For most in Sonoma and Napa counties, that fiery October week meant multiple evacuations and close calls as the blazes neared many of our homes and neighborhoods, scorching some and sparing others. At one point, our family went to the ocean, the direction that seemed safe. I watched my in-laws walk along the smoky beach as my 2-year-old sought to keep up. I thought of the psalmist’s view of trials: “Before I was afflicted, I went astray,” “In my distress, I called upon the Lord,” and “It was good for me that I was afflicted.” Even as I felt my own uncertainty and the weight of loss, a song of praise came to my lips.
For now, we and our kids will miss the stories by my in-laws’ wood stove, canning fruit in their kitchen, science and art projects at their table—also the setting for Christmas Eve and Thanksgiving dinner spreads. My daughter will miss dancing in my mother-in-law’s garage, converted into a ballet studio that served many young dancers. They do plan to rebuild.
In flood and now in fire, though, my in-laws point to God’s merciful goodness and the promise of eternal blessings. The fire consumed a temporal “earthly dwelling,” but as the Apostle Paul writes to the Corinthians, “we have a building from God, a house not made with hands, eternal in the heavens.” Indeed, we have this legacy from my in-laws and as believers.

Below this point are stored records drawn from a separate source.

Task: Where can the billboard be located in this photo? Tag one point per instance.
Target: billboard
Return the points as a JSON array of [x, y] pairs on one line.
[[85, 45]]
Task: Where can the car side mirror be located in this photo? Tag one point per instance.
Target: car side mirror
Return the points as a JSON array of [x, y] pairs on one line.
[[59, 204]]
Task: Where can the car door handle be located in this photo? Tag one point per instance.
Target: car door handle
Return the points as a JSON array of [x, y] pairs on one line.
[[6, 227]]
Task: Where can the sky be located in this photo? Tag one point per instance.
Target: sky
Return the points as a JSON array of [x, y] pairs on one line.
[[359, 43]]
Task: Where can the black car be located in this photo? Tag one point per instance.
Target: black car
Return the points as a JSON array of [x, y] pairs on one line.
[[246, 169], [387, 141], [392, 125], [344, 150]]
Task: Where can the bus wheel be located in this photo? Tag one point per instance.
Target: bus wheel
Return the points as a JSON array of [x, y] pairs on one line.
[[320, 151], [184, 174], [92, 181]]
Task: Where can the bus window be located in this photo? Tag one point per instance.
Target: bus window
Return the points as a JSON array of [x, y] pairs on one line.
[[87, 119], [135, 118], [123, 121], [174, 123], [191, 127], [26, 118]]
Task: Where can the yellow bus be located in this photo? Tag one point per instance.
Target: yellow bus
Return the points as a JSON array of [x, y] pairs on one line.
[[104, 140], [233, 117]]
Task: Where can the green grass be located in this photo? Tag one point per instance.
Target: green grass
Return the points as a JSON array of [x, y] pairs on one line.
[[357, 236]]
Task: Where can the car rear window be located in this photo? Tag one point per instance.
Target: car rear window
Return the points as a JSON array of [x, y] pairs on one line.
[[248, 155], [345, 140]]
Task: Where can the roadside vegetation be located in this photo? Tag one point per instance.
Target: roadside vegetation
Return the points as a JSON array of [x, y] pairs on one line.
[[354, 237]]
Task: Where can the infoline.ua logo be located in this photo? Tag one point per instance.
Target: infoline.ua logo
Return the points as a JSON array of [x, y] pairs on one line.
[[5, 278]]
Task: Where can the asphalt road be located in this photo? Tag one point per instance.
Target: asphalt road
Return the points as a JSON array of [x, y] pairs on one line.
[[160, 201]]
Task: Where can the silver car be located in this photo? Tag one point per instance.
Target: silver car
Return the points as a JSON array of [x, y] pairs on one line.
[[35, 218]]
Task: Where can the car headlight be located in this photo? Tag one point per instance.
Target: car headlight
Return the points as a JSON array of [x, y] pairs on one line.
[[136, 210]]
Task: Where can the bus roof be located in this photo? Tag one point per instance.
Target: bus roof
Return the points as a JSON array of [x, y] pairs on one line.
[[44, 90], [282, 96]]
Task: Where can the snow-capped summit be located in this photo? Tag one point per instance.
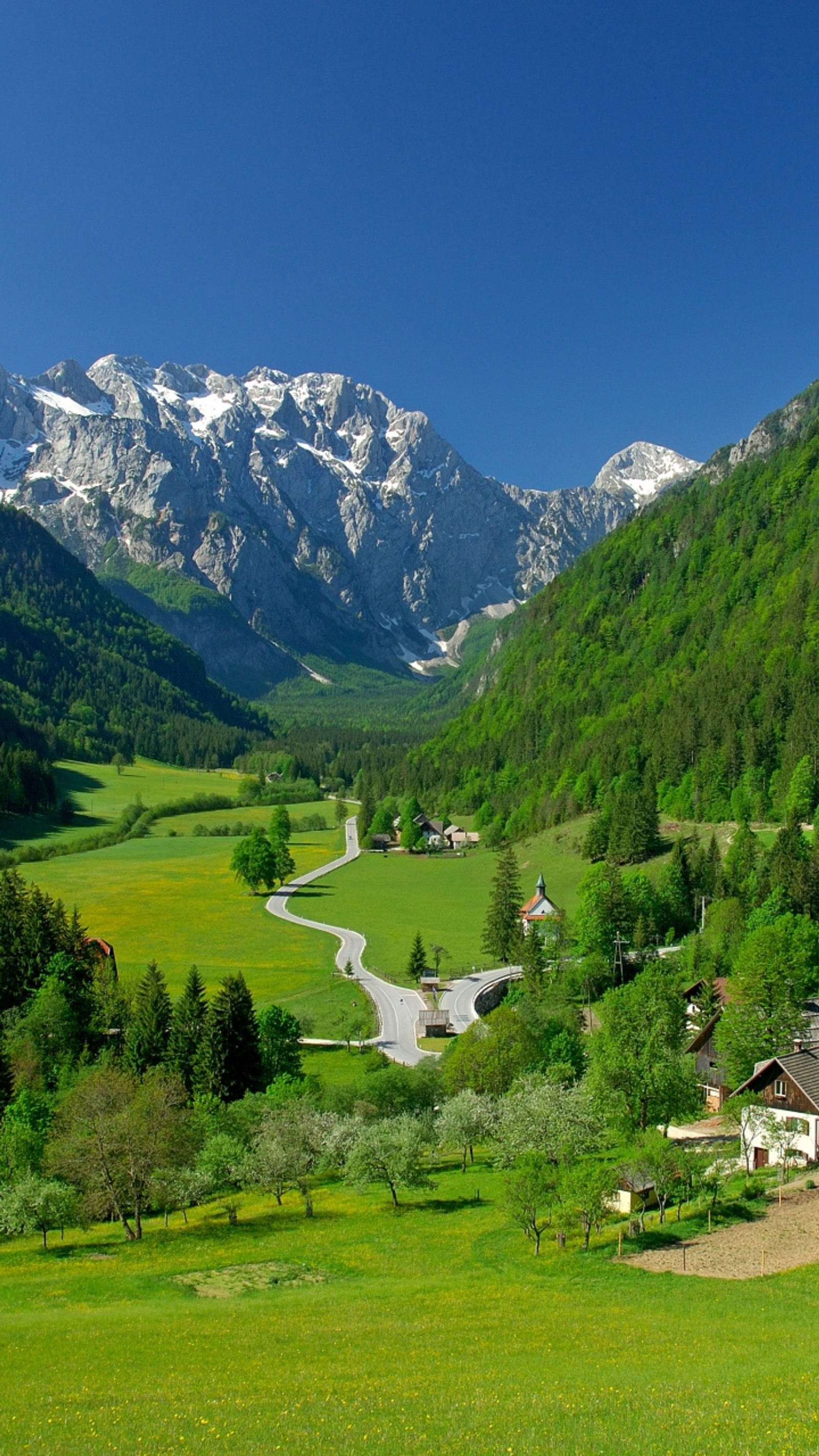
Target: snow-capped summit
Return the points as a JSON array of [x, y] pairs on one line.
[[334, 520], [643, 469]]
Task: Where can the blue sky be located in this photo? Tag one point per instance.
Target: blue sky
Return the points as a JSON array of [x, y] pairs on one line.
[[553, 228]]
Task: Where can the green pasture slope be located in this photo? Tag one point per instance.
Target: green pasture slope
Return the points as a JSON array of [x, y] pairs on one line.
[[170, 897], [436, 1331], [99, 796], [389, 897]]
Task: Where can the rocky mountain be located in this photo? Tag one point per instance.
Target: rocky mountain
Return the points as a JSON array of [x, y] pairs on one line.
[[683, 653], [271, 518]]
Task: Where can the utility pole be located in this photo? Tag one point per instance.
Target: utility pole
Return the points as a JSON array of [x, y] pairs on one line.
[[619, 958]]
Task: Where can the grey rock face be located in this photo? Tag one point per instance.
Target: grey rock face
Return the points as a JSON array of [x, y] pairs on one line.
[[335, 522]]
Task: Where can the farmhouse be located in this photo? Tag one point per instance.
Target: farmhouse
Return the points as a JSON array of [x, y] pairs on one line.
[[433, 832], [538, 908], [459, 838], [789, 1088], [710, 1070]]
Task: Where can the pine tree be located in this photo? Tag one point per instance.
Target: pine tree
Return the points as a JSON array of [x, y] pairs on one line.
[[280, 1037], [417, 965], [533, 963], [502, 932], [676, 890], [411, 832], [281, 829], [801, 798], [365, 811], [741, 863], [146, 1044], [188, 1030], [232, 1062]]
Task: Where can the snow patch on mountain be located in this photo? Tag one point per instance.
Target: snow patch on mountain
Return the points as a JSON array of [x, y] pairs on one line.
[[334, 520]]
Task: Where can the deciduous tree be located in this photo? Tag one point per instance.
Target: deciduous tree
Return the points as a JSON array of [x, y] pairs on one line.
[[466, 1120], [113, 1133], [280, 1037], [639, 1066], [37, 1203], [389, 1152], [491, 1053]]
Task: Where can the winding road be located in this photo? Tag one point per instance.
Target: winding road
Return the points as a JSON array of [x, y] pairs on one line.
[[398, 1005]]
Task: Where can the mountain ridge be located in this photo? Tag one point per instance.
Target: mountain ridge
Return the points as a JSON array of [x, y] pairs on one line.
[[329, 519], [684, 649]]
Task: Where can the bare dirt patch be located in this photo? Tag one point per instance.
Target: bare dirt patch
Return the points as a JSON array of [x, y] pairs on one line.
[[241, 1279], [789, 1235]]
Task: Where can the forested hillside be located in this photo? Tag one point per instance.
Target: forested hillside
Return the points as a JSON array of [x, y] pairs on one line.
[[83, 676], [684, 650]]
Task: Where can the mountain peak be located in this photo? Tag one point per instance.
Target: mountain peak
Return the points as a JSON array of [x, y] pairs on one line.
[[645, 471]]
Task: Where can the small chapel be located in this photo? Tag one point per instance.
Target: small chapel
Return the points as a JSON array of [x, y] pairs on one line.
[[538, 908]]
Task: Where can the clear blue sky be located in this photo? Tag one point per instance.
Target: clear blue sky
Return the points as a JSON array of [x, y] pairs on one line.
[[555, 228]]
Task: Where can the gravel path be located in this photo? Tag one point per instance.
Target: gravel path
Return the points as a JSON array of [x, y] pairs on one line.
[[789, 1235]]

It is worth much more than material possessions.
In the weeks after the fires, we drove down familiar Santa Rosa roads, now cryptic and strangely unfamiliar, with piles of debris where homes once stood. The fires consumed my son’s Catholic school, many friends’ houses, and parks, stores, businesses, and restaurants we frequented. Many of the golden hills we usually admire are now charred.